The NY Rangers dominated every facet of their shutout win yesterday against the Isles. They controlled the play from start to finish, earning Alex Georgiev the easiest shutout of his life. This was one of the only games where the Rangers didn’t allow a high-danger scoring chance in the shot-tracking era. It was a complete-180 from the first game, where the Rangers essentially no-showed. The Rangers have been plagued with bouts of inconsistency for the past few years, and it again was on display the first two games.
The difference between games one and two wasn’t just the result. It was the way they played. There were two big changes in the game, specifically about how the Rangers played.
Neutral Zone Pressure
The Rangers were on top of the Isles in the neutral zone. This forced the Isles into turnovers and dump ins. It also led to a pair of Noah Dobson turnovers, which led to Rangers goals. While these kinds of plays –the goals– are great, it’s more than just forcing turnovers.
For the past season and a half, it has appeared that the Rangers are giving up the blue line by design. The fun part is that it’s not part of the system, but a severe lack of execution. At least according to what is reported out of practice. We can debate on the coaching communication/motivation strategy another time, but at least it shows they shouldn’t be conceding the blue line.
What happened last night was that the Islanders didn’t have the time to gain speed through the neutral zone. This was a by-product of the pressure the Rangers applied. No speed through the neutral zone means no ability to gain the blue line for a controlled zone entry. When the Rangers apply neutral zone pressure, they are, as a by-product, stepping up at the blue line to prevent that entry. We may focus a lot on defensive zone coverage, but neutral zone pressure is just as important.
Neutral zone pressure has been a major component of the Rangers inconsistency to date. Perhaps this is a major turning point and lesson.
Puck support is often talked about, but rarely broken down. It’s not just about being in the same vicinity as the puck. The difference between yesterday and Thursday is the Rangers were actively finding lanes. It’s not enough to watch and be around the puck. It’s also not just about offensive zone puck support. The Rangers were a true three zone team last night.
In the defensive zone, the Rangers found open ice to allow for controlled zone exits and outlets. If the puck carrier was pressured, they’d have multiple options. One play struck me was when K’Andre Miller was pressured, and he found an outlet across the slot in the defensive zone. Normally not a good play, there were no Isles around to intercept, and the Rangers read that to give Miller that outlet.
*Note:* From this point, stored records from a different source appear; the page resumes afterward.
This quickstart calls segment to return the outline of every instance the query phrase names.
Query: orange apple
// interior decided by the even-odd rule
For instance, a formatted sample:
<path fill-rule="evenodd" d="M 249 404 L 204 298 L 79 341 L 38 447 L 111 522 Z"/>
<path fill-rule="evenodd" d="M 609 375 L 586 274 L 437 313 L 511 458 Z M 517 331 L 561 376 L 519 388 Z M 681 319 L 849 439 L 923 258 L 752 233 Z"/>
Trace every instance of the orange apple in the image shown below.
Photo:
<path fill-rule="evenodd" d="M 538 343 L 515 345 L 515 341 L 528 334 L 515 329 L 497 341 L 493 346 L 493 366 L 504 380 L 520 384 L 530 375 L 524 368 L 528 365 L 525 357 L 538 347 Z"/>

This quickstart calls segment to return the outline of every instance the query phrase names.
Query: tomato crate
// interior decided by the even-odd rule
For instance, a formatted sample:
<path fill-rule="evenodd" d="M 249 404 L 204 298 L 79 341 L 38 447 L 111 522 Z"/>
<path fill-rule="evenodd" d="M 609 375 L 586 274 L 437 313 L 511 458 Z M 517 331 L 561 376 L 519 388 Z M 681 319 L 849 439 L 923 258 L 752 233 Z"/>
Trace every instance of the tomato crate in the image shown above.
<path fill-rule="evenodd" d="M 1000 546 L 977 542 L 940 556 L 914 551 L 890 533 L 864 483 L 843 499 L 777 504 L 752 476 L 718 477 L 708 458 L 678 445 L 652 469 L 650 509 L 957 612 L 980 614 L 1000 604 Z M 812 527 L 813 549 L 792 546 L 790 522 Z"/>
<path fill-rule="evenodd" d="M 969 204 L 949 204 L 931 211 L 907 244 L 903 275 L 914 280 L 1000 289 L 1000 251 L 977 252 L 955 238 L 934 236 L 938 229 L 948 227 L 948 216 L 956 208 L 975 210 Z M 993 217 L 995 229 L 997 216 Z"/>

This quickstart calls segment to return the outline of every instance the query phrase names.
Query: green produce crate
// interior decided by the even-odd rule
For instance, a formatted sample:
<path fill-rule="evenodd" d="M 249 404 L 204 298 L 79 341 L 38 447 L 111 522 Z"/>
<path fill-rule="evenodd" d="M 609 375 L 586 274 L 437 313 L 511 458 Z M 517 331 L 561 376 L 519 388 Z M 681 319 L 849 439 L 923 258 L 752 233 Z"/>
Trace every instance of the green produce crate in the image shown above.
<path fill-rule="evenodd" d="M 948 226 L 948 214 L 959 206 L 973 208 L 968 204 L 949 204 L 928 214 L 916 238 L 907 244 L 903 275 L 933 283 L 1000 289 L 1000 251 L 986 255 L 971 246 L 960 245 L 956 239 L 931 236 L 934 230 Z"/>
In the offensive zone, this was about cycling, finding the open ice, and attacking it. The Rangers moved the puck much better in the offensive zone, specifically on the powerplay. The more they cycle, the less the Isles have the puck. The less they have the puck, the less the Isles can get offensive chances. Two birds, one stone.
The good thing is that the Rangers have identified what they need to do to win games. The bad thing is that, through two seasons with David Quinn, they’ve failed to do it consistently. We saw the two opposite ends of the spectrum to start the season. Thursday was the worst of the worst. Yesterday was the best of the best.
Inconsistency is going to be a problem with such a young Rangers team. However with the right process identified, it’s just going to be a learning curve. The coaching staff will need to consistently hammer home this message. It’s not going to magically solve itself after one game either. We will have a roller coaster ride this season.